Using MSSQL for Overseer’s database
One of the new features in Overseer 5.x, is support for using Microsoft SQL for Overseer’s database. Overseer already supported, and continues to support database monitoring, but this feature is different. Normally, Overseer uses a SQLite file-based database, stored on the local file system. This works quite well, but some people with very large data needs, or those that want easier access to the data for reporting purposes, would prefer to use MSSQL. You can use Microsoft SQL Express, Standard, Data Center, MSDE, etc.– any version of MSSQL except Microsoft SQL CE should work.
Overseer 5.x includes an optional MSSQL add-on module that allows Overseer to use MSSQL as the Overseer database. If you’ve purchased the module and would like to configure MSSQL, this blog post will show you how. If you need to purchase the module, it’s available on this page:
Creating the database:
First, create a database in MSSQL. This can be done in Microsoft SQL Server Management Studio by right clicking on ‘Databases’ and selecting ‘New Database’:
Name the database whatever you want. I am using ‘Overseer’ in the example below:
Next, you must create a database login. You can do so in MSSQL Management Studio by going to Security->Logins, right clicking, and choosing ‘New Login’:
Create a login such as the one below, named ‘Overseer’. I’ve used SQL authentication, but you can use Windows authentication if you’d rather. I do not cover the steps involved in setting up Windows authentication in this blog post.

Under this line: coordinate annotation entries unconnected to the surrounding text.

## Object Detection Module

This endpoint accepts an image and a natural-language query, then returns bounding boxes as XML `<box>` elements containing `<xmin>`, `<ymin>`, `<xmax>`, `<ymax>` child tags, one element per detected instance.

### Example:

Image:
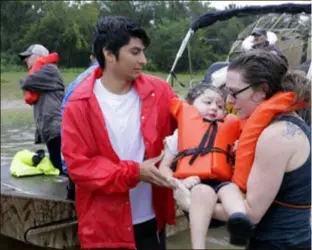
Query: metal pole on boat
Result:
<box><xmin>307</xmin><ymin>61</ymin><xmax>312</xmax><ymax>79</ymax></box>
<box><xmin>167</xmin><ymin>29</ymin><xmax>194</xmax><ymax>82</ymax></box>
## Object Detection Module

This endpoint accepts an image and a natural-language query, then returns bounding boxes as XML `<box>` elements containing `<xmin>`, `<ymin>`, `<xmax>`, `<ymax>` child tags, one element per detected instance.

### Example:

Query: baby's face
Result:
<box><xmin>193</xmin><ymin>89</ymin><xmax>225</xmax><ymax>120</ymax></box>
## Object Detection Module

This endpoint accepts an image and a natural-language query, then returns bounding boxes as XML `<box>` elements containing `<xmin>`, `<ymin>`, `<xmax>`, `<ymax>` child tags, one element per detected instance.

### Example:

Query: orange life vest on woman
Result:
<box><xmin>24</xmin><ymin>53</ymin><xmax>59</xmax><ymax>105</ymax></box>
<box><xmin>170</xmin><ymin>99</ymin><xmax>241</xmax><ymax>181</ymax></box>
<box><xmin>232</xmin><ymin>92</ymin><xmax>307</xmax><ymax>192</ymax></box>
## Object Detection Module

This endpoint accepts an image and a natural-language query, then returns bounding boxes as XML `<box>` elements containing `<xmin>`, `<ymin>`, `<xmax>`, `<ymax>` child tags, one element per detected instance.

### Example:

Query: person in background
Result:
<box><xmin>251</xmin><ymin>28</ymin><xmax>288</xmax><ymax>64</ymax></box>
<box><xmin>62</xmin><ymin>51</ymin><xmax>99</xmax><ymax>180</ymax></box>
<box><xmin>19</xmin><ymin>44</ymin><xmax>64</xmax><ymax>173</ymax></box>
<box><xmin>62</xmin><ymin>52</ymin><xmax>99</xmax><ymax>113</ymax></box>
<box><xmin>62</xmin><ymin>16</ymin><xmax>176</xmax><ymax>250</ymax></box>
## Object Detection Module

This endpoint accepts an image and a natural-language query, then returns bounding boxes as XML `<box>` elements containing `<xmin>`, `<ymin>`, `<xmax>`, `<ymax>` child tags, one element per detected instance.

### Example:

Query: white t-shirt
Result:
<box><xmin>164</xmin><ymin>129</ymin><xmax>179</xmax><ymax>156</ymax></box>
<box><xmin>93</xmin><ymin>79</ymin><xmax>155</xmax><ymax>224</ymax></box>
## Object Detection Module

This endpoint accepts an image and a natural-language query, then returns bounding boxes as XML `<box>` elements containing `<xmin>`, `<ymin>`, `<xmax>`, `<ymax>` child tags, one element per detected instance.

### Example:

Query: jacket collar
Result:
<box><xmin>71</xmin><ymin>67</ymin><xmax>155</xmax><ymax>100</ymax></box>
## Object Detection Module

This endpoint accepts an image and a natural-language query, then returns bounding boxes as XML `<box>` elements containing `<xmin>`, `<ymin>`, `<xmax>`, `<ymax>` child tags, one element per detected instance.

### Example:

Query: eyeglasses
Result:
<box><xmin>224</xmin><ymin>85</ymin><xmax>252</xmax><ymax>99</ymax></box>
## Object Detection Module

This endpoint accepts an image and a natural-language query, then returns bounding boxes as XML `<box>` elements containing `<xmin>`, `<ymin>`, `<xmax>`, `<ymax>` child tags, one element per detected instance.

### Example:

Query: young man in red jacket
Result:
<box><xmin>62</xmin><ymin>16</ymin><xmax>176</xmax><ymax>250</ymax></box>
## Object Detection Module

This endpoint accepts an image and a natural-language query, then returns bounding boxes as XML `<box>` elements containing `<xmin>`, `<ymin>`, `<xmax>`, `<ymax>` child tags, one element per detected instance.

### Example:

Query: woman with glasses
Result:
<box><xmin>215</xmin><ymin>50</ymin><xmax>311</xmax><ymax>250</ymax></box>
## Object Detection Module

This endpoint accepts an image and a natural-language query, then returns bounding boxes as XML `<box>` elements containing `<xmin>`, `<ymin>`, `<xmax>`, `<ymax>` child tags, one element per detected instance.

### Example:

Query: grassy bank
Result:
<box><xmin>1</xmin><ymin>69</ymin><xmax>205</xmax><ymax>100</ymax></box>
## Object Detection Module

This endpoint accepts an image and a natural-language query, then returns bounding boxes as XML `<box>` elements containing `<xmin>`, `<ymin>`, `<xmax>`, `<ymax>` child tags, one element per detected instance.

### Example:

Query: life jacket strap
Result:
<box><xmin>175</xmin><ymin>118</ymin><xmax>234</xmax><ymax>165</ymax></box>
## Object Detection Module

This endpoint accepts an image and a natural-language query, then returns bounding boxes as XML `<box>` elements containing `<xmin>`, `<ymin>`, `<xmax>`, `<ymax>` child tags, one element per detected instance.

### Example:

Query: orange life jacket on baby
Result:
<box><xmin>24</xmin><ymin>53</ymin><xmax>59</xmax><ymax>105</ymax></box>
<box><xmin>232</xmin><ymin>92</ymin><xmax>307</xmax><ymax>192</ymax></box>
<box><xmin>170</xmin><ymin>98</ymin><xmax>241</xmax><ymax>181</ymax></box>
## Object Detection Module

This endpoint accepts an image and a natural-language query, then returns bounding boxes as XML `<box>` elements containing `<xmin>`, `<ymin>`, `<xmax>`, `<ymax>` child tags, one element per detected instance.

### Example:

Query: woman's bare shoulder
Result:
<box><xmin>257</xmin><ymin>117</ymin><xmax>308</xmax><ymax>157</ymax></box>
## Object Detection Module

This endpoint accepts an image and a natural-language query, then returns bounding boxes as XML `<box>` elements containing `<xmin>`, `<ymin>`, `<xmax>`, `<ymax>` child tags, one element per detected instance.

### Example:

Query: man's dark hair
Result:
<box><xmin>93</xmin><ymin>16</ymin><xmax>150</xmax><ymax>69</ymax></box>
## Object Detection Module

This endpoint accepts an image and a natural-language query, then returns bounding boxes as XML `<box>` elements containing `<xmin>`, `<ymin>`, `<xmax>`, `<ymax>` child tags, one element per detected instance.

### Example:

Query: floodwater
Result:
<box><xmin>0</xmin><ymin>103</ymin><xmax>241</xmax><ymax>250</ymax></box>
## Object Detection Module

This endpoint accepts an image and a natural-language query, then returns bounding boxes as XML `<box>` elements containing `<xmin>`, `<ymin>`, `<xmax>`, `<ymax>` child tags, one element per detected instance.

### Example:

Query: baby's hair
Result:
<box><xmin>185</xmin><ymin>81</ymin><xmax>225</xmax><ymax>104</ymax></box>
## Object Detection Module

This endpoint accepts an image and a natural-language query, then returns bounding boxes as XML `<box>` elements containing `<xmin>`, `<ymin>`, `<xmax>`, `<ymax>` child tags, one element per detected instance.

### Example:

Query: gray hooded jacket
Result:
<box><xmin>20</xmin><ymin>64</ymin><xmax>64</xmax><ymax>143</ymax></box>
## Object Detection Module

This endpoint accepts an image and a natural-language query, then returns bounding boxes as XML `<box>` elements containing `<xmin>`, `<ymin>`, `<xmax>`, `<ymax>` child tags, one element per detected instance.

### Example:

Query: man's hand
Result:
<box><xmin>181</xmin><ymin>176</ymin><xmax>200</xmax><ymax>189</ymax></box>
<box><xmin>139</xmin><ymin>154</ymin><xmax>171</xmax><ymax>187</ymax></box>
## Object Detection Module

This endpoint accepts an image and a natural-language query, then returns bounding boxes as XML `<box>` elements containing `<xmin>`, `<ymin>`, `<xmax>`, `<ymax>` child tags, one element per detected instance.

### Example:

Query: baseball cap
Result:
<box><xmin>251</xmin><ymin>28</ymin><xmax>267</xmax><ymax>36</ymax></box>
<box><xmin>18</xmin><ymin>44</ymin><xmax>49</xmax><ymax>59</ymax></box>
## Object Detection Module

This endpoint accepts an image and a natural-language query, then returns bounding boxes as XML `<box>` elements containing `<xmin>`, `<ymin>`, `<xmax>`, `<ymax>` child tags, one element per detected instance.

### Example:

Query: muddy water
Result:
<box><xmin>0</xmin><ymin>106</ymin><xmax>241</xmax><ymax>250</ymax></box>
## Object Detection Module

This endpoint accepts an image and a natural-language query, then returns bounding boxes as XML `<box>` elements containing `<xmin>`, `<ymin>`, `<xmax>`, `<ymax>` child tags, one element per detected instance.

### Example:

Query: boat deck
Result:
<box><xmin>1</xmin><ymin>166</ymin><xmax>68</xmax><ymax>201</ymax></box>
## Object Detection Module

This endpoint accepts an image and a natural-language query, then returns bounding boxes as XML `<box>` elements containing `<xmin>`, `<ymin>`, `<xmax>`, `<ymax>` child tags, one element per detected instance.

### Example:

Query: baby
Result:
<box><xmin>160</xmin><ymin>82</ymin><xmax>253</xmax><ymax>249</ymax></box>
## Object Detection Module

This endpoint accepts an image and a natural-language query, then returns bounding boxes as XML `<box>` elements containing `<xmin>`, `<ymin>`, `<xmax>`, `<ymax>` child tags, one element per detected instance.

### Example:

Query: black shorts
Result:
<box><xmin>201</xmin><ymin>179</ymin><xmax>231</xmax><ymax>193</ymax></box>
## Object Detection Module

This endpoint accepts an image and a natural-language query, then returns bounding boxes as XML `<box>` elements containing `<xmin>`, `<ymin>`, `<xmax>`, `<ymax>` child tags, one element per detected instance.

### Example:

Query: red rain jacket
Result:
<box><xmin>62</xmin><ymin>68</ymin><xmax>176</xmax><ymax>249</ymax></box>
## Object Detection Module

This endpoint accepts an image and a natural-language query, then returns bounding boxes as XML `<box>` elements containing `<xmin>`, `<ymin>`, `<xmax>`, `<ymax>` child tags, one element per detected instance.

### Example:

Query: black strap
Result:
<box><xmin>176</xmin><ymin>118</ymin><xmax>234</xmax><ymax>165</ymax></box>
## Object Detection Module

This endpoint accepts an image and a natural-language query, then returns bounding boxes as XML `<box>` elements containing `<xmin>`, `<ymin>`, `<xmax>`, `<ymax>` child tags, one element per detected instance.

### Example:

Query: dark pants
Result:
<box><xmin>47</xmin><ymin>136</ymin><xmax>63</xmax><ymax>173</ymax></box>
<box><xmin>84</xmin><ymin>219</ymin><xmax>166</xmax><ymax>250</ymax></box>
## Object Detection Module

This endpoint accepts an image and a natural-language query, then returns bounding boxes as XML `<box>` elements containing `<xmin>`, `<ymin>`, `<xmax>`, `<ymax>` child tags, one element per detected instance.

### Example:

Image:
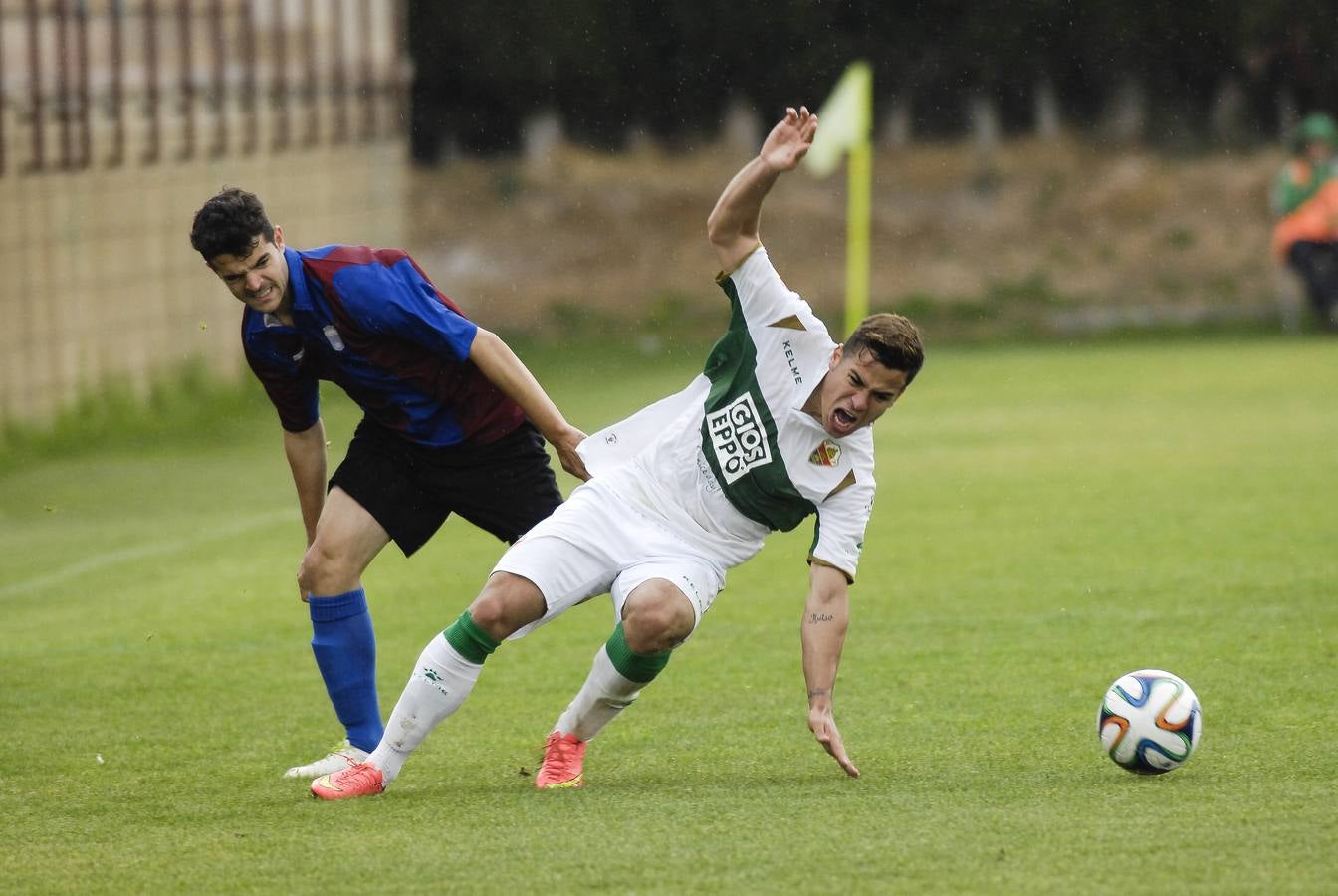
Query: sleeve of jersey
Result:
<box><xmin>246</xmin><ymin>346</ymin><xmax>320</xmax><ymax>432</ymax></box>
<box><xmin>719</xmin><ymin>243</ymin><xmax>812</xmax><ymax>325</ymax></box>
<box><xmin>334</xmin><ymin>256</ymin><xmax>479</xmax><ymax>361</ymax></box>
<box><xmin>808</xmin><ymin>483</ymin><xmax>874</xmax><ymax>583</ymax></box>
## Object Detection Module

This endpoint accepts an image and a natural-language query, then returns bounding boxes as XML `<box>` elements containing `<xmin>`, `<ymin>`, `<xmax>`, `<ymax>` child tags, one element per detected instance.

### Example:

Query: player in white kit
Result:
<box><xmin>312</xmin><ymin>109</ymin><xmax>923</xmax><ymax>799</ymax></box>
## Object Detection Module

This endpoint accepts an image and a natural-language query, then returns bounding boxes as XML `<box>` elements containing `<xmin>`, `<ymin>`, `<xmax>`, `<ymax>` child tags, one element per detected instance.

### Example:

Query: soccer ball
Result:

Creating the database user
Now that we’ve created the database and the server login, we must create the database user. To do this, expand the database, down to Security->Users, and right click and select ‘New User’:
Create the user with the name ‘Overseer’, select the login we created below, set the ‘Default schema’ to dbo, and check “db_owner’ in the ‘Database role membership’ section only:
Now that we have the database created, the MSSQL login created, and the database user created with the appropriate permissions, it’s time to point Overseer to this database. If you plan to upgrade your existing Overseer database, please back it up using the Backup and Restore wizard first. We’ll be restoring it after.
First, go to Tools->Options, and then choose General Settings->Data. Select ‘Microsoft SQL Server’ from the ‘Database Type’ dropdown:
Once Microsoft SQL Server is selected, you’ll be presented with different options. Please enter in the appropriate values– you can use (local) for the MSSQL server if it is installed on the same computer as Overseer– otherwise, enter the server name. For the database name, enter the database we created above. The user is the login name we created above, and the password is the password you used for the MSSQL login:
Click ‘Test Connection’ to make sure things are setup, and then click OK.
At this point, Overseer should be using the new MSSQL database. If you backed up your old database, you can restore it now using the Backup and Restore wizard. Otherwise, you should have a clean, empty database that you can start filling. It may be helpful to use the resource discovery wizard for this purpose.